目に映る娘の顔は、もう既に生きている人間の顔では無かった。
血の気の無い顔色と、そこにある乾ききった唇は力無く隙間が開いていた。
目蓋は完全に閉じる事は無く、微かに薄目を開けた状態になってピクリとも動かない。
16歳の娘が、武田の目の前で息を引き取る寸前だった。
急変したのは今朝で、前日の美羽は笑いながら話せる程の状態だっただけに、武田はまったく心の準備ができていない。
美羽の母親ももう亡くなっていて、看取る身内は武田しか居なかった。
まったく血の気の無い美羽の顔からは人工呼吸器のマスクも外され、実際の所、息ももうしてはいない。
心電図モニタが微かに心臓が動いている事を知らせているだけで、外見的に美羽の体が動く事はもう在り得ない。
あと数十分も待たずに、医師が死亡確認の為に病室へ来る筈である。
じっと、その時を待つ。
美羽に最初に異変が起きてからここまで、あっという間に美羽の病状は悪化して行った。
検査をした時には既に全身に転移が見られ、親子揃って余命宣告も受けた。
何故?
何度もそう思った。
しかし、時間だけが過ぎて行った。
美羽自身は遺される父親を気遣って気丈に振る舞っていたが、それでも、ふとした瞬間に『どうして私なんだろうね』と言って泣いた。
代われるものなら代わりたいと、父も娘も同じ事を思っていた。
体中を蝕む病の激痛に苦しむ娘と、娘を失って一人遺され、これから訪れる孤独と闘う事になる父親の苦しみと、お互いがお互いを思っていた。
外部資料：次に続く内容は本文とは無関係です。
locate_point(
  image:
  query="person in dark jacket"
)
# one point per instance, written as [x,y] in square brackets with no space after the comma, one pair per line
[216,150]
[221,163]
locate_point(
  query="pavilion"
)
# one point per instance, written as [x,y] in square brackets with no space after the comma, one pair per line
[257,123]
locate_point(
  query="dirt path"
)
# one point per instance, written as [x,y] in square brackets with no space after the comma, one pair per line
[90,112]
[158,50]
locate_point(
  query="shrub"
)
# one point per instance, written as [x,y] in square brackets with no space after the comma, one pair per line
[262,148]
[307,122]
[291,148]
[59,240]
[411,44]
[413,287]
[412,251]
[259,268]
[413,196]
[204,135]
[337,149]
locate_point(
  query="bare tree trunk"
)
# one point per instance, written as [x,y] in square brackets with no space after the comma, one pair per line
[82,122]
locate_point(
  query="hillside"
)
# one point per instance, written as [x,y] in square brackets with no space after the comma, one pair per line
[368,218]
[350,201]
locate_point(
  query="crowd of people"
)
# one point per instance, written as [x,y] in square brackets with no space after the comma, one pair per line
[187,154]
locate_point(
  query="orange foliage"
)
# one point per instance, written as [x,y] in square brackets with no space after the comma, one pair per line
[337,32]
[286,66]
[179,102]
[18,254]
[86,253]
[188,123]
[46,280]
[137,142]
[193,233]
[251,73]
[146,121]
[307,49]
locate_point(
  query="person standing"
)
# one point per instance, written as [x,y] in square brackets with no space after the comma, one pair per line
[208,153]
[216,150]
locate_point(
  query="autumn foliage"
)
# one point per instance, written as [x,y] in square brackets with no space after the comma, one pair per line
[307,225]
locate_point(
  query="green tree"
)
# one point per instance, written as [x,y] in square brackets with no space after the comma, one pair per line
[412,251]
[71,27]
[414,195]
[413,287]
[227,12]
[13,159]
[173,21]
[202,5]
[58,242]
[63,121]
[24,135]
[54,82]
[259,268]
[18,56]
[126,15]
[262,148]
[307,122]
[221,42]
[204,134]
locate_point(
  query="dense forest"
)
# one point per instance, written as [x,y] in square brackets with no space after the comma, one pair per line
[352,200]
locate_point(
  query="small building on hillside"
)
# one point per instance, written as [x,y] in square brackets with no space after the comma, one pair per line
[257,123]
ただ呆然と事切れる瞬間を待つ事しかできない武田の口が、ぽつりと、
「美羽。」
目の前で〝生体〟ではなく〝物体〟に変わろうとしている娘へ声を掛けると、一瞬だけ心拍が上がる。
聞こえている。
美羽が答えようと反応している。
しかし、その反応も一瞬だけで、またゆるゆると落ちていく心拍はもう止められなかった。
〝逝かないでほしい〟
無理な事は判っているが、思わずには居られない。
目を逸らさず、じっと美羽を見つめ続ける武田は、生気の無い疲れた顔で深い溜め息を漏らした。
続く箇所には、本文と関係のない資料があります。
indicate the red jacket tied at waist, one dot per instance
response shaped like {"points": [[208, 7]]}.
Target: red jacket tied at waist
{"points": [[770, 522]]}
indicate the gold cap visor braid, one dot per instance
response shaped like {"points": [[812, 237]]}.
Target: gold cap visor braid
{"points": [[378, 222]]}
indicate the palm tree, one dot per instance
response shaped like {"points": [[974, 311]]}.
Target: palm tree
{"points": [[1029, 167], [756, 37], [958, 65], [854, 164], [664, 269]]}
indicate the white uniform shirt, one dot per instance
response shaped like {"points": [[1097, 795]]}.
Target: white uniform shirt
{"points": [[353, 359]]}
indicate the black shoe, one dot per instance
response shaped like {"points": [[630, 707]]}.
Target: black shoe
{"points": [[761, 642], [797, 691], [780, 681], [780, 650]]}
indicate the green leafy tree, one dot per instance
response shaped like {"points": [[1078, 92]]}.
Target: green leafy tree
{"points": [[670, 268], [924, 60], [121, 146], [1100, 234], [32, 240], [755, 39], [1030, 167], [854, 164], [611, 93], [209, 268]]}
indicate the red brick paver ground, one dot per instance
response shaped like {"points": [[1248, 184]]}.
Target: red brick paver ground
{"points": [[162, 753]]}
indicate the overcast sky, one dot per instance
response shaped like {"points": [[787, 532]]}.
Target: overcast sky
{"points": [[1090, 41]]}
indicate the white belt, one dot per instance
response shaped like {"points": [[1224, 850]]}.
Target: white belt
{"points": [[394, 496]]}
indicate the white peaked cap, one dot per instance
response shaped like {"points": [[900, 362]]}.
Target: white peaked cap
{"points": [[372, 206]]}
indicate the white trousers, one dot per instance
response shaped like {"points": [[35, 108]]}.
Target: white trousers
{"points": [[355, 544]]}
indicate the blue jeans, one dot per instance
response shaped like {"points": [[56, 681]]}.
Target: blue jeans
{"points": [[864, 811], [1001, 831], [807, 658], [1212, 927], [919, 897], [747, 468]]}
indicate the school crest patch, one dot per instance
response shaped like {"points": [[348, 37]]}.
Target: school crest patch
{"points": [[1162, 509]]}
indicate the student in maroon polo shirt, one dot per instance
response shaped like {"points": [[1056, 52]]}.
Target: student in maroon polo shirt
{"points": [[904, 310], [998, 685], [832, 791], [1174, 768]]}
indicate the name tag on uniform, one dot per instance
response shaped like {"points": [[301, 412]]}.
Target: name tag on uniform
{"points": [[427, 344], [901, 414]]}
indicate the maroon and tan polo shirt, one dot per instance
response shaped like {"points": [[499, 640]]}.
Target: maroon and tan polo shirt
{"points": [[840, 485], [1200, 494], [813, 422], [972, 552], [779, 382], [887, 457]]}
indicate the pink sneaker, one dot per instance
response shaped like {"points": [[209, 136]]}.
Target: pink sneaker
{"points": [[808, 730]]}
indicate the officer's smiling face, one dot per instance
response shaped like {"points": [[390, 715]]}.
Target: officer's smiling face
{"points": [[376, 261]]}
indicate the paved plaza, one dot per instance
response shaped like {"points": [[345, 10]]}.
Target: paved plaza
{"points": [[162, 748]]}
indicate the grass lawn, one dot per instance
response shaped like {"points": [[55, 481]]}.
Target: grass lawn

漏らした分息を吸い込むと、何故かタバコの臭いがする。
と、
「お取込み中、申し訳ないが。」
扉が閉まっている密室の、美羽と武田の二人しか居ない病室で、突然女の声がする。
美羽が横たわるベッドの向こうの壁際に、俯き加減に苦しそうな表情の松山を連れた〝彼〟が、タバコを吸いながら立っていた。
やつれた様子の武田は、
「・・・なぜ、ここに?」
ぼうっと訊いた。
〝彼〟はつかつかとベッドの側へ歩み寄り、
「詳しいことは松山に聞けよ。」
言って、美羽の額に手を当て、そのまま美羽と一緒に消えた。
武田は何が起こったのか判らず空になったベッドを見つめた後、置き去りにされた松山へ顔を上げ、
「どういう事だ松山!」
怒鳴り声に近かった。
怒声を叩き付けられた青白い顔色の松山は、武田へ深々と頭を下げ、
「美羽さんをホテルへ移します。次官の命令です。」
言った。
頭が上げられない。
そのままの姿勢で、
「あの男が・・・・瀕死の女の子を用意しろと言い出しました。」
声が震える。
松山がどんな表情で言っているのか想像はつかないが、どれほど恐ろしい事を言わされているのか、松山自身は十分に理解して口に出していた。
しかし、武田にはまったく理解できず、
「意味がよく・・・・」
判らず、言葉が続かない。
松山には、美羽の父親に向かってそれ以上の説明が出来なかった。
「少しでも人間感覚であの男を見た自分が馬鹿でした。」
頭を下げたままの松山の声は、涙声だった。
弾かれたように武田は傍らにあった上着を握り、
「ホテルへ急ごう。」
言って、病室の扉へ駆け出した。